Adding my SSH key to new user with only SSH access through key

in flag

I'm quite new to this, and I've looked through questions but haven't found one that quite matches my problem, or rather I didn't sufficiently understand them to be able to solve this issue.

I have a new server to which I can only access using a pre-generated SSH RSA key pair, which allows me to connect only to the default ubuntu user

ssh -i .ssh/mykey ubuntu@ipaddr

On the server I created a new user, newuser, and I'm trying to make it, so I can use my key that I connect to ubuntu on that account as well, but I'm not sure how to accomplish this, so I can then delete the ubuntu user.

ssh-copy-id -i .ssh/mykey.pub -o "IdentityFile .ssh/mykey" newuser@ipaddr

That though returns permission denied. How can I do this effectively?
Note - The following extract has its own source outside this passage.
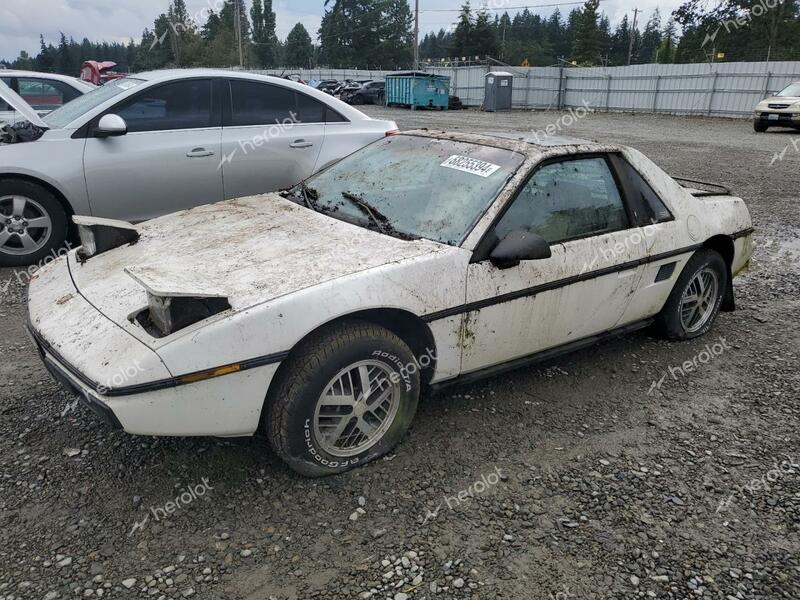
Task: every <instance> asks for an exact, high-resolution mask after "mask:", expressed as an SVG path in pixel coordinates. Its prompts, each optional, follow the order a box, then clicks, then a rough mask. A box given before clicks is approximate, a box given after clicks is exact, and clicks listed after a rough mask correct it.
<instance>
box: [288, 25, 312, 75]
mask: <svg viewBox="0 0 800 600" xmlns="http://www.w3.org/2000/svg"><path fill="white" fill-rule="evenodd" d="M313 61H314V46H313V45H312V44H311V36H310V35H308V31H307V30H306V28H305V27H303V24H302V23H298V24H297V25H295V26H294V27H293V28H292V30H291V31H290V32H289V36H288V37H287V38H286V48H285V51H284V65H285V66H287V67H300V68H303V69H307V68H309V67H311V66H312V64H313Z"/></svg>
Any password login is disabled and can't be enabled in this instance.

Score:1
in flag
  • ssh to your old user ubuntu
  • use sudo -i -u newuser to switch to the new user
  • open ~newuser/.ssh/authorized_keys with your favourite editor and copy&paste the content of your new public key into it
  • set proper permissions on the .ssh directory and the files inside it.

you may need to create the directory ~newuser/.ssh if it doesn't exist yet

in flag
Don't forget to give sudo access to your new user before you delete the old one.